More at Web Printing and Imaging
GE builds 32 million USD 3D printing facility
General Electric plans to build a 32 million USD facility near Pittsburgh International Airport to develop 3D printing and other high-tech manufacturing processes. In this location, the facility is in close proximity to Carnegie Mellon University, the University of Pittsburgh and Penn State University, which have well-respected research programs related to 3D printing and other manufacturing methods.
More at CBS Pittsburgh
Adidas takes customization to the next level
With its new photo app, athletic-gear manufacturer adidas lets users customize their ZX Flux trainers. Whether it’s the favorite color, a floral picture or an image of one’s favorite pet, any Instagram image can adorn the sneakers that were originally designed in 1989 and have been modified since.
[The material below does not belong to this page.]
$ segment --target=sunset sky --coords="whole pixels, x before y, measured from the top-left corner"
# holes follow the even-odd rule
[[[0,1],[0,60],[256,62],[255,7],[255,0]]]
The ZX Flux is a part of the miAdidas brand, a customizable platform that lets you design and purchase your own colors and patterns.
More at Pocket Lint
Researchers develop more precise 3D printing method
Scientists at the Department of Energy’s Oak Ridge National Laboratory (ORNL) have developed a new manufacturing process that can create 3D printed metal components with an unprecedented degree of precision. The process manages the solidification of metal parts in each layer on a microscopic scale. The material properties can thus be better controlled, which can have a profound impact on the strength, weight, and function of 3D printed metal components.
More at Arch Daily
DruckChemie to be bought by Langely
DruckChemie, the leading European manufacturer of print chemicals that went into bankruptcy proceedings in September, is about to be acquired by the British industrial group Langley Holdings, after cartel clearance. Langley entered the print sector in January 2012 with the acquisition of Manroland Sheetfed.
More at What They Think?
Versatile substrates suited for wide-format printing
In a FESPA article, Nessan Cleary discusses different types of rigid media suitable for sign and display use, including wood and metal as well as stone and glass. Today’s flatbed printers will work with a wide range of substrates but some will need special inks or primers.
More at FESPA
Recycling partnership was a success
“Every can counts” was the motto of the recycling partnership that encouraged people to recycle beverage cans when they are out of their homes. Carlsberg UK funded a program that motivated music-lovers at the Latitude, Reading and Leeds festivals to exchange their empty beer cans for rewards.